The public should get to see whether a court that authorized the FBI to track someone’s air travels in real time for six months also analyzed whether the surveillance implicated the Fourth Amendment, EFF argued in a brief filed this week.
In Forbes Media LLC v. United States, the news organization and its reporter are trying to make public a court order and related records concerning an FBI request to use the All Writs Act to compel a travel data broker to disclose people’s movements.
Forbes reported on the FBI’s use of the All Writs Act to force the company, Sabre, to disclose a suspect’s travel data in real time after one of the agency’s requests was unsealed. The All Writs Act is not a surveillance statute, though authorities frequently seek to use it in their investigations. Perhaps most famously, the FBI in 2016 sought an order under the statute to require Apple to decrypt an iPhone by writing custom software for the phone.
But when Forbes sought to unseal court records related to the FBI’s request to obtain data from Sabre, two separate judges ruled that the materials must remain secret.
Forbes appealed to the U.S. Court of Appeals for the Ninth Circuit, arguing that the public has a presumptive right to access the court records under both the First Amendment and common law. EFF, along with the ACLU, ACLU of Northern California, and Riana Pfefferkorn, filed a friend-of-the-court brief in support of Forbes’ effort to unseal the records.
EFF’s brief argues the public has the right to see the court decisions and any related legal arguments made by the federal government in support of its requests because court decisions have historically been public under our transparent, democratic traditions.
But the public has a particular interest in these orders sought against Sabre for several reasons.
First, the disclosure of six months worth of travel data implicates the Fourth Amendment’s privacy protections, just as the U.S. Supreme Court recently recognized in Carpenter v. United States. “Just like in that case, air travel data creates ‘a detailed chronicle of a person’s physical presence’ that goes well beyond knowing a person’s location at a particular time,” the brief argues. The public has a legitimate interest in seeing the court’s ruling to learn whether it grappled with the Fourth Amendment questions raised by the FBI’s request.

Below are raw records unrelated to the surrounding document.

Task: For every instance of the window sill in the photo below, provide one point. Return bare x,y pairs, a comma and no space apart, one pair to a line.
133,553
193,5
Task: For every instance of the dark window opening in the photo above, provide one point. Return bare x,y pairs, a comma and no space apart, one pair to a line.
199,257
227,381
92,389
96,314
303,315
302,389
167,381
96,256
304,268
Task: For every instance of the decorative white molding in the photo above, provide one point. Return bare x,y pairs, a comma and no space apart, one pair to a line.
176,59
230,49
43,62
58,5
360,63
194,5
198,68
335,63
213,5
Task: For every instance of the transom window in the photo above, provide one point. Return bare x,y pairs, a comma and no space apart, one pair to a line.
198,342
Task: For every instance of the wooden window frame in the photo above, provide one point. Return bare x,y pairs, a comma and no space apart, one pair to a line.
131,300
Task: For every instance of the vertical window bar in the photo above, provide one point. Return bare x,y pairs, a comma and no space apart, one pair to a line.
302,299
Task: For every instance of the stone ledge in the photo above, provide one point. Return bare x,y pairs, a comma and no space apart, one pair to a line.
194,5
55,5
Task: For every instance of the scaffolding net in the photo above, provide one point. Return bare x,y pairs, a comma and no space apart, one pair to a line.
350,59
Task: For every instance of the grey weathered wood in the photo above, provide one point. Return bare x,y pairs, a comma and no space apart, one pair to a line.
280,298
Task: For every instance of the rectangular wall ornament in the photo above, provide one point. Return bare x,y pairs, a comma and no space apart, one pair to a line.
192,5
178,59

Second, because federal law enforcement often requests secrecy regarding its requests under the All Writs Act, the public has very little understanding of the legal limits on when it can use the statute to require third parties to disclose private data about people’s movements. The brief argues:
This ongoing secrecy violates the public’s right of access to judicial records and, critically, it also frustrates public and congressional oversight of law enforcement surveillance, including whether the Executive Branch is evading legislative limits on its surveillance authority.
Third, the broad law enforcement effort to seal its requests under the All Writs Act and surveillance statutes frustrates the public’s ability to know what authorities are doing and whether they are violating people’s privacy rights. From the brief:
This results in the public lacking even basic details about how frequently law enforcement requests orders under the AWA or other statutes such as the SCA [Stored Communications Act] and PRA [Pen Register Act]. This is problematic because, without public access to dockets and orders reflecting authorities’ surveillance activities, there are almost no opportunities for public oversight or intervention by Congress.

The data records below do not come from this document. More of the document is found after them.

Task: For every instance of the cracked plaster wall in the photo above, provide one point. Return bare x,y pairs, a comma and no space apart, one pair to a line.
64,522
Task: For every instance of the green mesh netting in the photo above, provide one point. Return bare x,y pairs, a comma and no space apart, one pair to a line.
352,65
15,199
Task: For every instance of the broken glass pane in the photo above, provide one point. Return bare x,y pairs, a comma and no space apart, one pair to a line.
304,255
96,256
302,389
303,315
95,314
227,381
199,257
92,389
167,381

Fourth, because Sabre collects data about the public’s travels without most people’s knowledge or consent, public disclosure is crucial so that people can understand whether the company is protecting their privacy. The brief argues:
Disclosure of the judicial records at issue here is thus crucial because the public has no way to avoid Sabre’s collection of their location data and has almost no information about when and how Sabre discloses their data. Court records reflecting law enforcement demands for people’s data are thus likely to be the only records of when and how Sabre responds to law enforcement requests.